- Location of Milford, Missouri
- Coordinates: 37°35′11″N 94°09′29″W﻿ / ﻿37.58639°N 94.15806°W
- Country: United States
- State: Missouri
- County: Barton

Area
- • Total: 0.042 sq mi (0.11 km^{2})
- • Land: 0.042 sq mi (0.11 km^{2})
- • Water: 0 sq mi (0.00 km^{2})
- Elevation: 922 ft (281 m)

Population (2020)
- • Total: 24
- • Density: 574.4/sq mi (221.79/km^{2})
- Time zone: UTC-6 (Central (CST))
- • Summer (DST): UTC-5 (CDT)
- ZIP code: 64766
- Area code: 417
- FIPS code: 29-48098
- GNIS feature ID: 2399345

= Milford, Missouri =

Milford is a village in Barton County, Missouri, United States. The population was 24 at the 2020 census.

==History==
Milford was platted in 1869. The village was named after Charles Milford Wilcox, its founder. A post office was established at Milford in 1869.

==Geography==

According to the United States Census Bureau, the village has a total area of 0.04 sqmi, all land.

==Demographics==

Historical population
| Census | Pop. | Note | %± |
| 1890 | 145 |  | — |
| 1970 | 23 |  | — |
| 1980 | 67 |  | 191.3% |
| 1990 | 22 |  | −67.2% |
| 2000 | 52 |  | 136.4% |
| 2010 | 26 |  | −50.0% |
| 2020 | 24 |  | −7.7% |
U.S. Decennial Census

===2010 census===
As of the census of 2010, there were 26 people, 14 households, and 7 families living in the village. The population density was 650.0 PD/sqmi. There were 23 housing units at an average density of 575.0 /sqmi. The racial makeup of the village was 100.0% White.

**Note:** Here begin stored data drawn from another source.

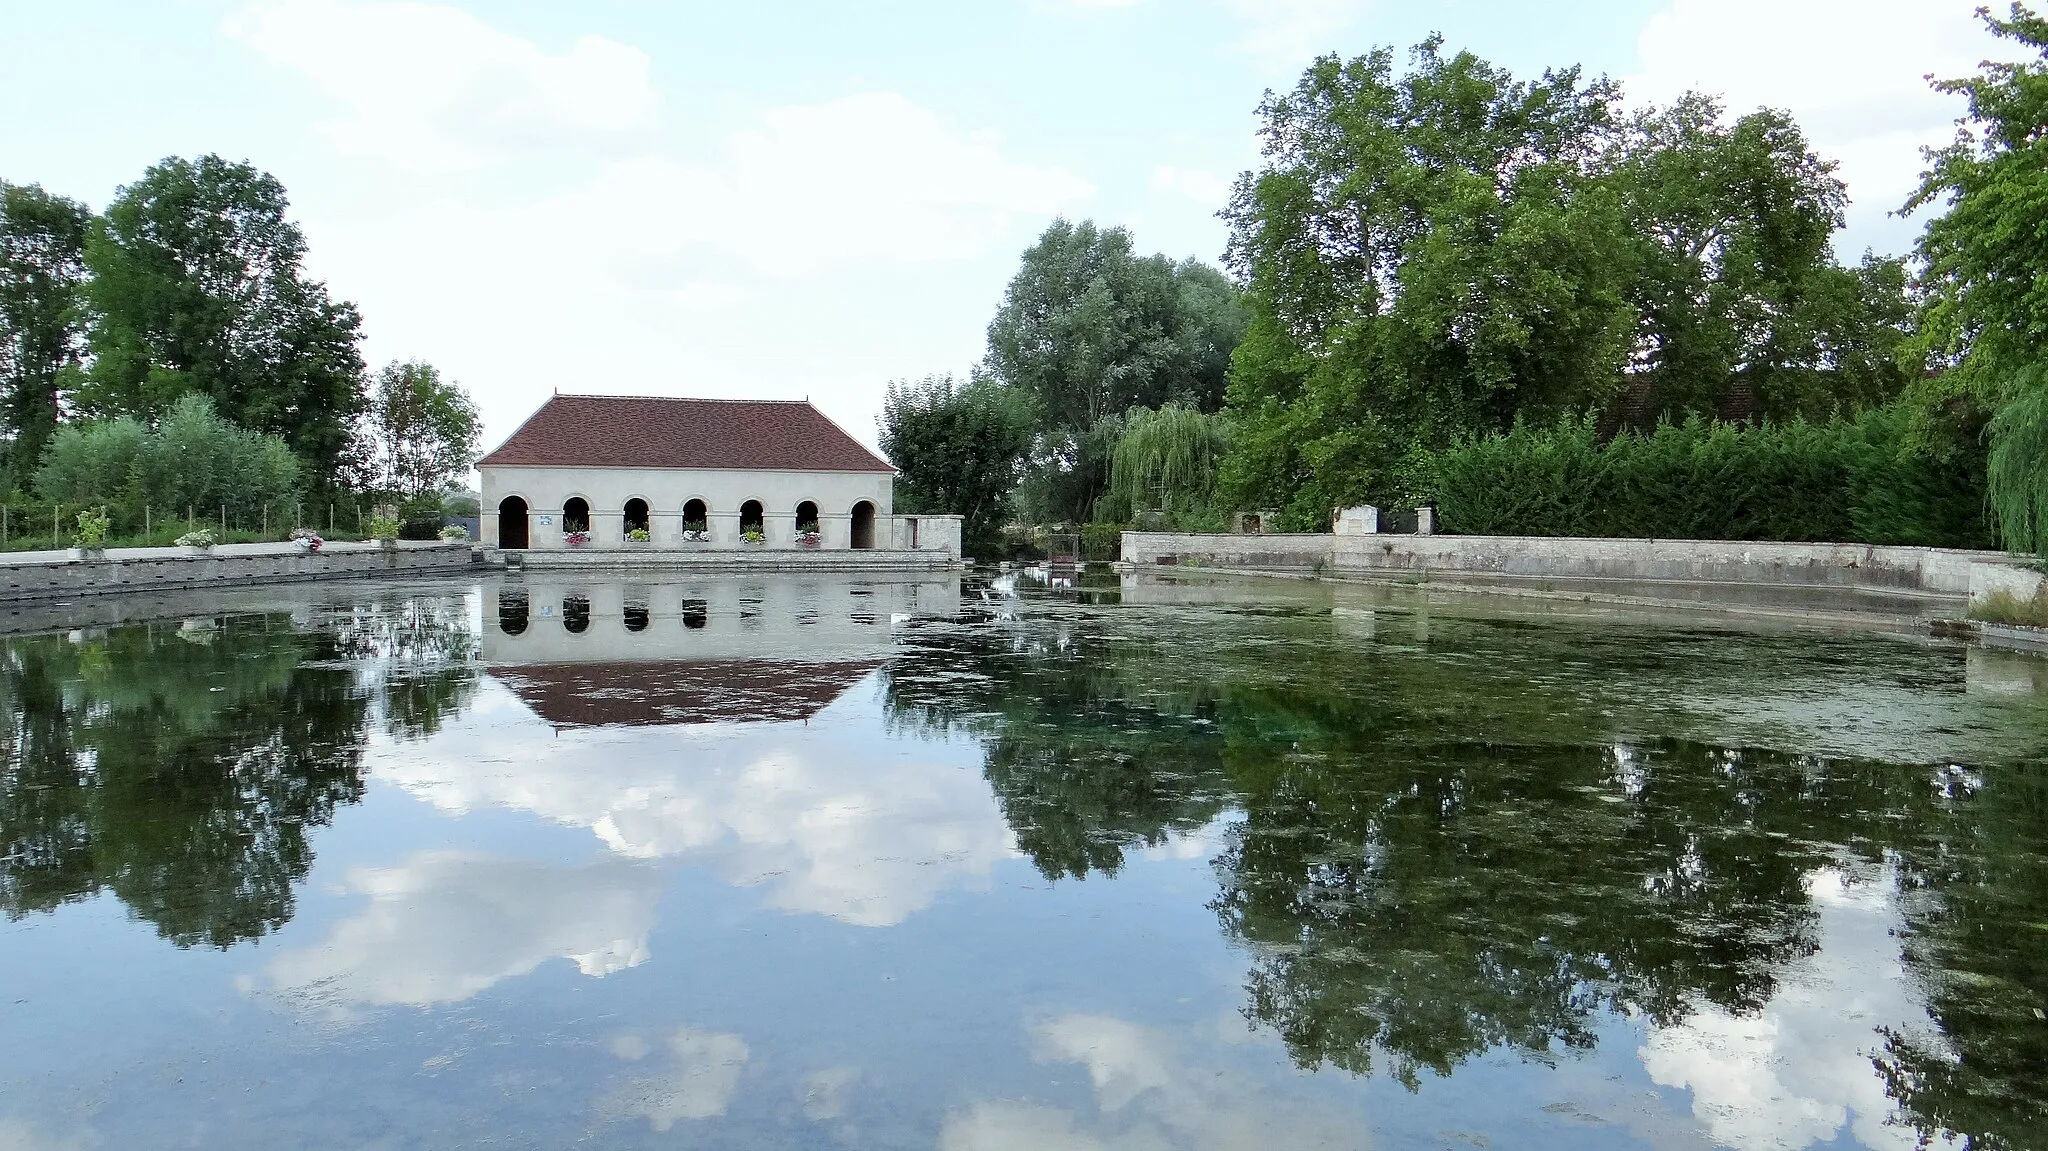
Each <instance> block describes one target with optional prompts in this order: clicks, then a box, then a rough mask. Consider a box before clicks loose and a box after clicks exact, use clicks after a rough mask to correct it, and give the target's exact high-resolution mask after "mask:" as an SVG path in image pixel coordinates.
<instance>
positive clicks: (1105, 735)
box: [887, 629, 1229, 879]
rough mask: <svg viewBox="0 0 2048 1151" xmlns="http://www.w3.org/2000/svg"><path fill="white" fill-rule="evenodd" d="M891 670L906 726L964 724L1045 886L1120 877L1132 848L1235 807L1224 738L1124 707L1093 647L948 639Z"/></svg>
mask: <svg viewBox="0 0 2048 1151" xmlns="http://www.w3.org/2000/svg"><path fill="white" fill-rule="evenodd" d="M946 639H948V643H942V645H930V647H926V645H920V647H913V649H911V651H909V653H907V655H905V657H901V659H897V662H895V664H893V666H891V668H889V680H887V696H889V705H891V713H893V717H895V721H897V725H899V727H911V729H915V727H965V729H969V731H975V733H979V735H981V737H983V739H985V743H987V762H985V766H983V772H985V776H987V780H989V786H991V788H993V791H995V801H997V803H999V805H1001V809H1004V819H1006V821H1008V823H1010V827H1012V832H1014V834H1016V838H1018V850H1022V852H1024V854H1028V856H1030V858H1032V862H1034V864H1036V866H1038V870H1040V872H1042V875H1044V877H1047V879H1061V877H1073V879H1085V877H1087V872H1090V870H1100V872H1106V875H1114V872H1116V870H1118V868H1120V866H1122V862H1124V850H1126V848H1135V846H1159V844H1163V842H1165V838H1167V836H1169V834H1174V832H1192V829H1198V827H1204V825H1206V823H1208V821H1212V819H1214V817H1217V815H1219V813H1221V811H1223V805H1225V803H1227V786H1229V784H1227V778H1225V776H1223V741H1221V739H1217V733H1214V727H1212V725H1208V723H1206V721H1202V719H1200V717H1182V715H1163V713H1159V711H1155V709H1151V707H1133V705H1128V702H1124V700H1120V698H1116V686H1118V684H1116V676H1114V672H1110V670H1108V668H1106V666H1104V664H1102V657H1104V655H1106V651H1102V649H1100V647H1098V645H1075V643H1059V639H1057V637H1030V635H1010V633H989V631H973V629H967V631H950V633H948V637H946Z"/></svg>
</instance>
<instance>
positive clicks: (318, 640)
mask: <svg viewBox="0 0 2048 1151" xmlns="http://www.w3.org/2000/svg"><path fill="white" fill-rule="evenodd" d="M379 631H381V633H383V635H387V637H391V635H393V631H391V629H379V627H369V629H362V631H360V635H354V639H362V635H369V633H379ZM399 633H403V629H399ZM406 641H408V643H410V639H406ZM350 643H352V635H350V627H340V629H336V631H332V633H299V631H293V629H291V621H289V619H287V616H231V619H223V621H193V623H186V625H182V627H178V625H152V627H131V629H119V631H115V633H111V635H106V637H104V639H90V641H84V643H68V641H66V639H61V637H33V639H20V641H14V643H10V645H8V649H6V653H4V659H0V694H4V696H6V698H4V705H6V709H8V713H10V719H12V725H10V727H8V729H4V731H0V741H4V748H0V752H4V756H6V762H4V774H0V842H4V850H6V856H4V862H0V905H4V907H6V911H8V913H10V915H14V918H18V915H25V913H31V911H41V909H49V907H55V905H59V903H66V901H72V899H84V897H90V895H94V893H96V891H100V889H109V891H113V893H115V895H119V897H121V899H123V901H125V903H127V905H129V907H131V909H133V911H135V913H137V915H141V918H145V920H150V922H152V924H156V928H158V932H160V934H164V938H170V940H174V942H178V944H180V946H195V944H209V946H223V948H225V946H229V944H233V942H240V940H248V938H256V936H262V934H264V932H268V930H272V928H276V926H281V924H285V922H287V920H289V918H291V913H293V885H295V883H297V881H301V879H305V875H307V868H309V866H311V848H309V844H307V829H311V827H317V825H324V823H326V821H328V819H332V815H334V811H336V807H340V805H344V803H354V801H356V799H358V797H360V795H362V737H365V725H367V713H369V705H371V698H373V686H367V684H365V680H362V676H358V674H356V670H352V668H348V666H342V664H336V662H334V657H336V655H354V653H358V651H352V649H350ZM465 674H467V672H465ZM436 676H442V678H436ZM451 676H453V672H449V670H446V668H442V670H434V672H422V674H420V678H408V676H393V678H391V680H389V682H387V684H383V688H385V696H387V698H389V700H391V707H389V713H391V717H393V727H397V729H408V731H430V729H432V725H434V723H438V715H442V713H444V711H446V709H449V707H457V705H459V698H461V696H463V694H465V690H467V688H463V686H461V684H457V682H453V680H451Z"/></svg>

There were 14 households, of which 21.4% had children under the age of 18 living with them, 35.7% were married couples living together, 7.1% had a female householder with no husband present, 7.1% had a male householder with no wife present, and 50.0% were non-families. 50.0% of all households were made up of individuals, and 28.5% had someone living alone who was 65 years of age or older. The average household size was 1.86 and the average family size was 2.57.

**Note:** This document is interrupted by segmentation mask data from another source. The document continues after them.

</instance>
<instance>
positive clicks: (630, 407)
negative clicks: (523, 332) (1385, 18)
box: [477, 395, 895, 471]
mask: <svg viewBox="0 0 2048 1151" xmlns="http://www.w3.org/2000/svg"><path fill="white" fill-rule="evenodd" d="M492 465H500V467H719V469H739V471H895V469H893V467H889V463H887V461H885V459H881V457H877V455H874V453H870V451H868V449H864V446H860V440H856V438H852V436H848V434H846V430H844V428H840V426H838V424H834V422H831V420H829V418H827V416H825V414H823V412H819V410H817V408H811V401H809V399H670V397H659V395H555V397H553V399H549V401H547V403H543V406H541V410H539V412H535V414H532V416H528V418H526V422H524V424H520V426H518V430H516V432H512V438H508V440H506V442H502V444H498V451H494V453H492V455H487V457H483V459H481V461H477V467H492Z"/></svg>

The median age in the village was 55.5 years. 11.5% of residents were under the age of 18; 3.8% were between the ages of 18 and 24; 15.3% were from 25 to 44; 38.3% were from 45 to 64; and 30.8% were 65 years of age or older. The gender makeup of the village was 50.0% male and 50.0% female.

===2000 census===
As of the census of 2000, there were 52 people, 20 households, and 15 families living in the village. The population density was 1,288.2 PD/sqmi. There were 26 housing units at an average density of 644.1 /sqmi. The racial makeup of the village was 98.08% White, and 1.92% from two or more races.

There were 20 households, out of which 25.0% had children under the age of 18 living with them, 55.0% were married couples living together, 15.0% had a female householder with no husband present, and 25.0% were non-families. 15.0% of all households were made up of individuals, and 5.0% had someone living alone who was 65 years of age or older. The average household size was 2.60 and the average family size was 2.87.

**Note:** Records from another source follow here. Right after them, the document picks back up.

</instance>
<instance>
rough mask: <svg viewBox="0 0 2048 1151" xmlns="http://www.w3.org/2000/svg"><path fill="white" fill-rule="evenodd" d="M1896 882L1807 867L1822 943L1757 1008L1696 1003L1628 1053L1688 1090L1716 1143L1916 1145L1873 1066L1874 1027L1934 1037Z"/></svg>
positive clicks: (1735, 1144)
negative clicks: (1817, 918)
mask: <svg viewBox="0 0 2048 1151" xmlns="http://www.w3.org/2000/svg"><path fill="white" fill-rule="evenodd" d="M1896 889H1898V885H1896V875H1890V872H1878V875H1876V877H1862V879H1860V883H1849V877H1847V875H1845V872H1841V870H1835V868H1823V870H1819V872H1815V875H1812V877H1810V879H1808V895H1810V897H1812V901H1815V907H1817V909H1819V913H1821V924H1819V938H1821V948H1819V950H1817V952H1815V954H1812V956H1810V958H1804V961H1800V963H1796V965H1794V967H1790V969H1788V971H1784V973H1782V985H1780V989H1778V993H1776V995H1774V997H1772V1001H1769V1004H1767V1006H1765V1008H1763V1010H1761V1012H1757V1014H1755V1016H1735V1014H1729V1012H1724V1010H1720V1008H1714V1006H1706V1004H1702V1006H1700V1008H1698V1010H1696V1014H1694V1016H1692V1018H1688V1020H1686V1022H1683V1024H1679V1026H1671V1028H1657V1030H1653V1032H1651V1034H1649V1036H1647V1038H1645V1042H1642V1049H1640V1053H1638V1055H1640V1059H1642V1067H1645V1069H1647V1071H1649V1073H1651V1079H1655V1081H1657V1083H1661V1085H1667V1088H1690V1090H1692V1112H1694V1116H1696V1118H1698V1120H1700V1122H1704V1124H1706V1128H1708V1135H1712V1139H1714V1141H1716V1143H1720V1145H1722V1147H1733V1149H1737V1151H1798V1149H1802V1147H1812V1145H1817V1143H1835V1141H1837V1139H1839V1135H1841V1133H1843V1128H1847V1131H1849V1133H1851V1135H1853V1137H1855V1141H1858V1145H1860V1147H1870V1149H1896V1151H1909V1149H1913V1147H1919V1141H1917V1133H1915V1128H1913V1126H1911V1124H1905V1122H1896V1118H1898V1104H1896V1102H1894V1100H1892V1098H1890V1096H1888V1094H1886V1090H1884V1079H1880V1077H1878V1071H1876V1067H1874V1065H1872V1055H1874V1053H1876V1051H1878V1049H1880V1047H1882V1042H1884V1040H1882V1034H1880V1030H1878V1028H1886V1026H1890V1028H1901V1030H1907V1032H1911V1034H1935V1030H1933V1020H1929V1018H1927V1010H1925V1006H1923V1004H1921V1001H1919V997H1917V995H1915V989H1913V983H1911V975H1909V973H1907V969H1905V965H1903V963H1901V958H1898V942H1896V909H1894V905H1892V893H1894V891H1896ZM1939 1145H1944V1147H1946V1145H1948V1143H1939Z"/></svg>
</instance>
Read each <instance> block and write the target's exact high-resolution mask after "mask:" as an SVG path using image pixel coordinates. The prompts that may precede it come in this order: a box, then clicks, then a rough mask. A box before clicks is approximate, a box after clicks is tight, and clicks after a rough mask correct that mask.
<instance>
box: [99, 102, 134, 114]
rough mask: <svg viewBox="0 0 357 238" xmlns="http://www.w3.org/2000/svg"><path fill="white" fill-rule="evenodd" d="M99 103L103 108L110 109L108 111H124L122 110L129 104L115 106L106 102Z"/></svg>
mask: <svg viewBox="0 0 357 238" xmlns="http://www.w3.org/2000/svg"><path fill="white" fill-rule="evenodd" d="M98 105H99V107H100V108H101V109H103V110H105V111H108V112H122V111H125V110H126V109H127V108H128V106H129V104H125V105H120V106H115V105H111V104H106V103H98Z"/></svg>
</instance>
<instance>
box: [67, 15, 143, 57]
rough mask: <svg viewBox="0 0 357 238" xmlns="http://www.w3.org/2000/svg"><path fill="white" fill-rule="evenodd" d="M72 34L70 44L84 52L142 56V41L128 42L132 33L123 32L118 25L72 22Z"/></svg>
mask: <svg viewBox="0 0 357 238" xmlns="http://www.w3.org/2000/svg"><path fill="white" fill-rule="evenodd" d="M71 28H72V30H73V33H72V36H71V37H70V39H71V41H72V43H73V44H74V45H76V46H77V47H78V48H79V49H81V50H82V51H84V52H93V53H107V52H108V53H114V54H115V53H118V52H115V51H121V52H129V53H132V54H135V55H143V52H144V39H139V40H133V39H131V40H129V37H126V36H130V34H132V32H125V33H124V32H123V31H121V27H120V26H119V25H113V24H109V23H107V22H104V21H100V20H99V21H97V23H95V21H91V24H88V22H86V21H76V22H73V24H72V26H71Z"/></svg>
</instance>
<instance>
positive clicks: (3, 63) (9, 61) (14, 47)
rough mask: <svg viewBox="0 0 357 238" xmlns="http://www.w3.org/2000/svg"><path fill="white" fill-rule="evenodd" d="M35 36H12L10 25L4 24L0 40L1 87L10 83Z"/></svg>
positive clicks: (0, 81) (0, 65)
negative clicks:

In the village, the population was spread out, with 23.1% under the age of 18, 13.5% from 18 to 24, 23.1% from 25 to 44, 26.9% from 45 to 64, and 13.5% who were 65 years of age or older. The median age was 40 years. For every 100 females, there were 92.6 males. For every 100 females age 18 and over, there were 110.5 males.

The median income for a household in the village was $26,875, and the median income for a family was $19,167. Males had a median income of $22,917 versus $16,250 for females. The per capita income for the village was $12,303. There were 28.6% of families and 20.0% of the population living below the poverty line, including 33.3% of under eighteens and none of those over 64.